Таким образом, для ПВО 94 судов и боевых кораблей имелось около 800 ЗОС (в среднем приходилось более восьми стволов на один корабль или судно или по четыре ствола на каждый из 190 немецких ударных самолетов), а также палубные истребители авианосца «Викториес». Из них более 730 ЗОС (91%) находилось на кораблях охранения и прикрытия. Тем не менее командующий Флотом Метрополии считал ПВО сил прикрытия слабой.
Отсутствие минной и навигационных опасностей в Норвежском и Баренцевом морях предоставляло конвою и силам прикрытия свободу выбора маршрута движения, а также походного порядка. Некоторые ограничения на маршрут накладывались положением кромки льда в Баренцевом море. Движения конвоя в нескольких кильватерных колоннах позволяло его охранению создать круговую ПВО и ПЛО. Руководствуясь лишь предположением о выходе немецкой эскадры во главе с ЛК «Тирпиц» на перехват конвоя PQ-17, британское Адмиралтейство в 21.23 4 июля отдало приказ об отходе сил ближнего (непосредственного) прикрытия на запад для присоединения к силам дальнего (оперативного) прикрытия и о рассредоточении конвоя.
Немецкая эскадра вышла в море лишь через 15 часов после отдания этого приказа, когда опасность атаки ею конвоя уже отсутствовала, поскольку он ушел далеко на восток. В Лондоне посчитали, что немецкое соединение крупных кораблей за идущими врассыпную судами конвоя гоняться не будет, а потери от авиации и подводных лодок в этом случае будут меньшими, чем от крупных кораблей противника при движении конвоя в едином походном порядке.
Коммодор конвоя получил этот приказ в 22.15 4 июля, когда до порта назначения оставалось еще около 800 миль пути (скорость конвоя составляла 8 узлов).

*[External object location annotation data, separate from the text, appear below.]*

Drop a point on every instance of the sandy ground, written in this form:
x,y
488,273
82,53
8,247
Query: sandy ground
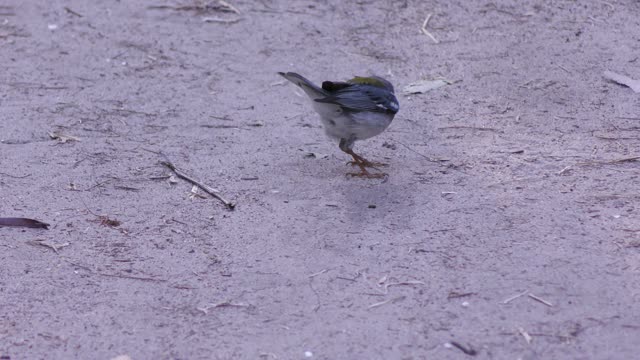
x,y
520,178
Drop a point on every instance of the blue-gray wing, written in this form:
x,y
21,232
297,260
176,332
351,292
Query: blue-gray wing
x,y
359,98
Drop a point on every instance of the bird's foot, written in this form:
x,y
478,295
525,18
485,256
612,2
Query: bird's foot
x,y
367,175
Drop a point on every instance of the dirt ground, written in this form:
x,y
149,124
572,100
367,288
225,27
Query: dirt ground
x,y
508,224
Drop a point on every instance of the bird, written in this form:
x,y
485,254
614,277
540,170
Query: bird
x,y
352,110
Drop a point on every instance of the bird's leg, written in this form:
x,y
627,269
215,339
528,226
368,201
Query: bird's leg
x,y
360,161
345,145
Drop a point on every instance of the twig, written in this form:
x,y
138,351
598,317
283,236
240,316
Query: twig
x,y
49,244
23,222
209,190
508,300
15,176
541,300
426,32
221,20
72,12
468,351
133,277
318,273
375,305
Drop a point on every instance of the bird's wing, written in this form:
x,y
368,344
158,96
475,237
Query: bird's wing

При этом командир охранения конвоя PQ-17 проявил «инициативу»: с шестью эсминцами присоединился к отзываемым кораблям ближнего (непосредственного) прикрытия и ушел на запад, посчитав их более полезными в предполагавшемся бою с немецкой эскадрой, чем в рассредоточенном конвое, хотя такого приказания от Адмиралтейства не получал. Остальным 13 малым кораблям охранения он приказал поодиночке следовать в Архангельск, бросив на произвол судьбы суда конвоя На транспортных судах конвоя имелось в общей сложности 33 универсальных орудия, 33 зенитных автомата. Не менее 40 универсальных орудий и зенитных автоматов имелось на 13 кораблях охранения. Но выполнение перечисленных выше приказов привело к нарушению организации управления движением и обороной конвоя и создало благоприятные условия для его разгрома немецкой авиацией и подводными лодками.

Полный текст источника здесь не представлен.